Smith JN et al. (2020) developed a PBPK model for the propyl metabolic series in rats and humans for application to risk assessment. The model predicts rapid clearance of propyl acetate, higher levels of propanol from propyl acetate inhalation compared to propanol inhalation in rats but not humans, and low concentrations of propionic acid in blood following exposures to propyl acetate or propanol. Regulators can use this model for risk assessment of propyl compounds by linking internal dosimetries under various scenarios of exposure to propyl compounds.



CIR Cosmetic Ingredient Review (2010). Report of the 116th CIR Expert Panel Meeting (August 30- 31,2010).


Draft Assessment Report (DAR) (2008). Acetic acid - Initial risk assessment provided by the rapporteur Member State Germany.


European Chemicals Bureau (ECB) (2008). EU Risk assessment Report Propan-1-ol. Part II Human Health.


Pacific Northwest National Laboratory (2004). Poet, T: Respiratory Bioavailability of a Series of Acetate Esters and Alcohols in Rats. Unpublished Report  No. 43863. Cited in OECD SIDS Dossier for N-propyl acetate. May 2009.

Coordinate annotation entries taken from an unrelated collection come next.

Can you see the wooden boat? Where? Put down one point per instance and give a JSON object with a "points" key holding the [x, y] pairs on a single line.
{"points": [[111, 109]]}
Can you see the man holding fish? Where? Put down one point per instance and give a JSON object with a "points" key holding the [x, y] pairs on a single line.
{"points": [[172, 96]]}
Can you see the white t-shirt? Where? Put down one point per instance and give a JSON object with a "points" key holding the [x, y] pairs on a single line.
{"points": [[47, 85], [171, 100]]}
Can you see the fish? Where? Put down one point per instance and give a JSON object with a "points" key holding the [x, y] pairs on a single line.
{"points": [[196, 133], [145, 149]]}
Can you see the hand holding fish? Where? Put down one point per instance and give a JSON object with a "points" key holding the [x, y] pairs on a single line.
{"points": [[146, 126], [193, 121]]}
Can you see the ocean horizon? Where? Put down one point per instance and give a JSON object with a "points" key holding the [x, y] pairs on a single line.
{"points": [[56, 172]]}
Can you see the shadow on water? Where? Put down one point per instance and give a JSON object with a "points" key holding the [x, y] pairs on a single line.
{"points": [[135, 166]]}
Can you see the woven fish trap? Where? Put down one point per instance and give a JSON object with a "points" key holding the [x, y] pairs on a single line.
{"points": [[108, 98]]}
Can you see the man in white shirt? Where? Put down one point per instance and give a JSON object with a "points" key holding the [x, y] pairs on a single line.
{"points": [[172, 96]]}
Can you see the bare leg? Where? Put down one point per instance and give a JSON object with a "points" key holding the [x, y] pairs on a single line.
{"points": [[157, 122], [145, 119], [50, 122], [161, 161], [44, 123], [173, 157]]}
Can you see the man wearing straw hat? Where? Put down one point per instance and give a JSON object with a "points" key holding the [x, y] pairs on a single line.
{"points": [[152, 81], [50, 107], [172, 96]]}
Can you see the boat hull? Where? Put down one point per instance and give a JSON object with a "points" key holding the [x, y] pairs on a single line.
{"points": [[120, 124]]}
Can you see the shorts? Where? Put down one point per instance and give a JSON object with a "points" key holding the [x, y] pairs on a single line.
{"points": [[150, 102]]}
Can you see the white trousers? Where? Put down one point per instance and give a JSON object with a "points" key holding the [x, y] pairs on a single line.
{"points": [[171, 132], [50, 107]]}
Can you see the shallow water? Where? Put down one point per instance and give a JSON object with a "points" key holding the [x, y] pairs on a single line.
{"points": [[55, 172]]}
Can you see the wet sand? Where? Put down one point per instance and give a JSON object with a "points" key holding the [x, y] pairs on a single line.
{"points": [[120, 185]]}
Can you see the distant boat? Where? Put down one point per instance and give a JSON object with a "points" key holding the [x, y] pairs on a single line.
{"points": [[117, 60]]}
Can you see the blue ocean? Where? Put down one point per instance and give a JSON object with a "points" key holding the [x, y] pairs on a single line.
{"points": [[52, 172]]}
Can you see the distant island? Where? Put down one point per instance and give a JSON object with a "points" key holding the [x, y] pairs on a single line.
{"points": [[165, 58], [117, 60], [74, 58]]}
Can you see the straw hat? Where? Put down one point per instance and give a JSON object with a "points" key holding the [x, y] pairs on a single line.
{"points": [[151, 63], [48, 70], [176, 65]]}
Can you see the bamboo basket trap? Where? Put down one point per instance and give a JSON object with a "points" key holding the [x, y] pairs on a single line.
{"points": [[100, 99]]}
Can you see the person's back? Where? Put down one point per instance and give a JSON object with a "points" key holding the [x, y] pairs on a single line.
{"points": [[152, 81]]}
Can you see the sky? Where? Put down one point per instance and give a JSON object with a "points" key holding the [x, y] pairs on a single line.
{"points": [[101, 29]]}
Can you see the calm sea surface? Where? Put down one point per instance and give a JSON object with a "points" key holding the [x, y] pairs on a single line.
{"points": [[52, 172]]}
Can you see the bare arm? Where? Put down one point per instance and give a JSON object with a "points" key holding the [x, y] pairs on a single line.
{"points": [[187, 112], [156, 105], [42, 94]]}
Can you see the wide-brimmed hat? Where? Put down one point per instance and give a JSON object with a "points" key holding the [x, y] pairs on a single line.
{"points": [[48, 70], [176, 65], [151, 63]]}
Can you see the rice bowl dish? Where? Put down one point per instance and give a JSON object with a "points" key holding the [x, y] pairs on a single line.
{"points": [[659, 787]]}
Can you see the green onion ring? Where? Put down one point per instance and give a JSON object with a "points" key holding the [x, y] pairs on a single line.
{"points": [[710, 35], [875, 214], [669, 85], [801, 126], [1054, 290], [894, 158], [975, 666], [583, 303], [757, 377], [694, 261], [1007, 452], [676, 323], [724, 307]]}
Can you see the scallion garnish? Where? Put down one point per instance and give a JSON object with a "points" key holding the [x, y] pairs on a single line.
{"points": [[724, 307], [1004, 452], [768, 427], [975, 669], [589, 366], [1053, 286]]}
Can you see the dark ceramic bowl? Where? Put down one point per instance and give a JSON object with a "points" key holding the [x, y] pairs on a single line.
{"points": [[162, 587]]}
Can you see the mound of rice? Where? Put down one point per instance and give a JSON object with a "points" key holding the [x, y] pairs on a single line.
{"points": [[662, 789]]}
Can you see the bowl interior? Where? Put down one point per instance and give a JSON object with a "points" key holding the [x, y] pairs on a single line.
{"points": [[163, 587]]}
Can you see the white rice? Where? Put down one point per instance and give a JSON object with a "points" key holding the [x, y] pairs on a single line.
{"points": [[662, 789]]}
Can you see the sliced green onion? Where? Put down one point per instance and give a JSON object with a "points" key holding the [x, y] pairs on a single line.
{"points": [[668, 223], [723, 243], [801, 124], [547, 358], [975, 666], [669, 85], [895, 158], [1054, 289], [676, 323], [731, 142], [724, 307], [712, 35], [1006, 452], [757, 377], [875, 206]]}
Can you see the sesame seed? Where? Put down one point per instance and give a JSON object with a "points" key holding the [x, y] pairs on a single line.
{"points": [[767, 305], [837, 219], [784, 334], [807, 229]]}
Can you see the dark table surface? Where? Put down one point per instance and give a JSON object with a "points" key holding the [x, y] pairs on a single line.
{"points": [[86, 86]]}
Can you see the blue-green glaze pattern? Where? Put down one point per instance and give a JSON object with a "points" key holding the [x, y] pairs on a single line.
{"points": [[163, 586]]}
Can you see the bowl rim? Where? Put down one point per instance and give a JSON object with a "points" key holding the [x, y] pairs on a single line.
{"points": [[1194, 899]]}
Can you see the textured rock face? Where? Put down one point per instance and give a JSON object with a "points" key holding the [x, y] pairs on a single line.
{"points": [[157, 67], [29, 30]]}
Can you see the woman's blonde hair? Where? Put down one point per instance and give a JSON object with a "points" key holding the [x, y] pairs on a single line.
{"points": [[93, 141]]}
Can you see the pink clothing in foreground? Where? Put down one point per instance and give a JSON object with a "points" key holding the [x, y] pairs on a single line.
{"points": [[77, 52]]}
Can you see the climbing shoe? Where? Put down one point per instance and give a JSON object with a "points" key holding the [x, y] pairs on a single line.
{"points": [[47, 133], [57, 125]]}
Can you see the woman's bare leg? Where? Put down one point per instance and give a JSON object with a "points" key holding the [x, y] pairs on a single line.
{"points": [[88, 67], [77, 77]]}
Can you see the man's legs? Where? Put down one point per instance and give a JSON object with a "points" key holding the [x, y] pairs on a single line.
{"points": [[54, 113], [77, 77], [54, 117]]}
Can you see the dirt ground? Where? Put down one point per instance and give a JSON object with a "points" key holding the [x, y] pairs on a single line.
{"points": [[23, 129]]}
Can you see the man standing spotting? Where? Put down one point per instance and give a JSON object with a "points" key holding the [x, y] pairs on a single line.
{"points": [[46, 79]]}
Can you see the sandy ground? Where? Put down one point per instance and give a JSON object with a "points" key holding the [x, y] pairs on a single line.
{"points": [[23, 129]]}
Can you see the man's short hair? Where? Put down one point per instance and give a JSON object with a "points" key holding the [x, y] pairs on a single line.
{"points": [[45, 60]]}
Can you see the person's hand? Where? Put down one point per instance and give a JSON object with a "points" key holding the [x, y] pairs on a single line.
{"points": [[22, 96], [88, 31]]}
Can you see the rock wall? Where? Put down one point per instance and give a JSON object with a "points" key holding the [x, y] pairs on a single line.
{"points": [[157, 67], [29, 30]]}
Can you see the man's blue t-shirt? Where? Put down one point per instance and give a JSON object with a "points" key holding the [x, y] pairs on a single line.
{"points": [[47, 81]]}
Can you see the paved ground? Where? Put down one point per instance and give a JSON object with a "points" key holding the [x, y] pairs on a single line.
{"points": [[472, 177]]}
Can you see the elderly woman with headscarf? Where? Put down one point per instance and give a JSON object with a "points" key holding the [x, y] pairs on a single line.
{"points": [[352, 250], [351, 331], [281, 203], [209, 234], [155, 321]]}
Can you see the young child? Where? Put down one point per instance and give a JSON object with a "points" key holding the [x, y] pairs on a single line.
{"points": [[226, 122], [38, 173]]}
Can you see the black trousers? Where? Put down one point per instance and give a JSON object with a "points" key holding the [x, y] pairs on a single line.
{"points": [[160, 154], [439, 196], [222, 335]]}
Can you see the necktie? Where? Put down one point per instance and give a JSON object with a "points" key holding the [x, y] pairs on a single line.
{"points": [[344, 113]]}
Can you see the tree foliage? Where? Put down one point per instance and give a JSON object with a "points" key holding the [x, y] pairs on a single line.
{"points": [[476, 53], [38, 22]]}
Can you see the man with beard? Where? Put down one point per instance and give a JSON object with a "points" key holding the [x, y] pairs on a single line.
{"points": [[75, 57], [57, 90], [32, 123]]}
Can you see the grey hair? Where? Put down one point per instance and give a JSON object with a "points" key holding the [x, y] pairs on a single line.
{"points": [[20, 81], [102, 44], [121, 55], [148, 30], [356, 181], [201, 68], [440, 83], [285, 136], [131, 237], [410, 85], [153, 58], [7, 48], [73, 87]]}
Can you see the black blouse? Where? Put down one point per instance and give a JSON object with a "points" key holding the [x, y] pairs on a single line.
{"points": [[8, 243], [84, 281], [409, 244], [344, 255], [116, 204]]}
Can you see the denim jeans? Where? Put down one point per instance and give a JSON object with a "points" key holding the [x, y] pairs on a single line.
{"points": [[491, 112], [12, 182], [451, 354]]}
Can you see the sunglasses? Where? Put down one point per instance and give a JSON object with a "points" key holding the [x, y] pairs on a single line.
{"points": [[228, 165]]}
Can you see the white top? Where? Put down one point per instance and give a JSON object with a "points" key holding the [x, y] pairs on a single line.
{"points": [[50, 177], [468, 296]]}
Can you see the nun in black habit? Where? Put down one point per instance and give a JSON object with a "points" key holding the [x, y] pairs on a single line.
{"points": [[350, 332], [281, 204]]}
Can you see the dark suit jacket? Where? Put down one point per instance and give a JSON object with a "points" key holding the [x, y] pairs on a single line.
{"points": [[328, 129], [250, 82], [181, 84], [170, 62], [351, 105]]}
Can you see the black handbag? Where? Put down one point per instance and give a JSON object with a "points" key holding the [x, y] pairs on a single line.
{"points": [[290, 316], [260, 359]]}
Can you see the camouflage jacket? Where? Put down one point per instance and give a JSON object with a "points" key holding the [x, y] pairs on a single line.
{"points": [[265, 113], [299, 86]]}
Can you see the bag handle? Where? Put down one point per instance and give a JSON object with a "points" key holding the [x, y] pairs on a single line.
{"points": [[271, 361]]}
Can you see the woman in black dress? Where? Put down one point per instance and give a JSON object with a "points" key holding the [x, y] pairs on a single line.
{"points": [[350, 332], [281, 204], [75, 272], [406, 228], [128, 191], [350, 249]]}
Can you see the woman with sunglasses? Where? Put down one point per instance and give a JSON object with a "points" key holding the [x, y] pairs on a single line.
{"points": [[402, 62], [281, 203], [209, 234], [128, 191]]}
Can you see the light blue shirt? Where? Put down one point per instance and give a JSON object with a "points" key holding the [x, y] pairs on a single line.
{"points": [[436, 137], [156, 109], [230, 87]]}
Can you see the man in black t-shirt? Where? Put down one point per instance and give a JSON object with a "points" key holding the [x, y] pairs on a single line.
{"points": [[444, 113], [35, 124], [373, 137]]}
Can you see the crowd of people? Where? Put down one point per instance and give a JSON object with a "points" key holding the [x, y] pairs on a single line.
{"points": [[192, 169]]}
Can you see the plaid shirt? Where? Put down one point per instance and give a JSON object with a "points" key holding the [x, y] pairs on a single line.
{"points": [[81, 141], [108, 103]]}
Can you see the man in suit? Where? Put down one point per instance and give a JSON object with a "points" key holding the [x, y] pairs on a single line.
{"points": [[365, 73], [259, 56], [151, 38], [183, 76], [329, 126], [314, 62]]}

Select Committee on GRAS Substances (SCOGS) (1977). SCOGS Opinion: Acetic Acid; Sodium Acetate; Sodium Diacetate. Retrieved from U.S. Food and Drug Administration, GRAS Substances (SCOGS) Database, SCOGS Report Number 82:

Smith JN et al. (2020): Linking internal dosimetries of the propyl metabolic series in rats and humans using physiologically based pharmacokinetic (PBPK) modeling. Regulatory Toxicology and Pharmacology 110 (2020) 104507


The MAK-Collection (2011). Part I: MAK Value Documentations, Vol. 26. Acetic Acid. DFG. Deutsche Forschungsgesellschaft.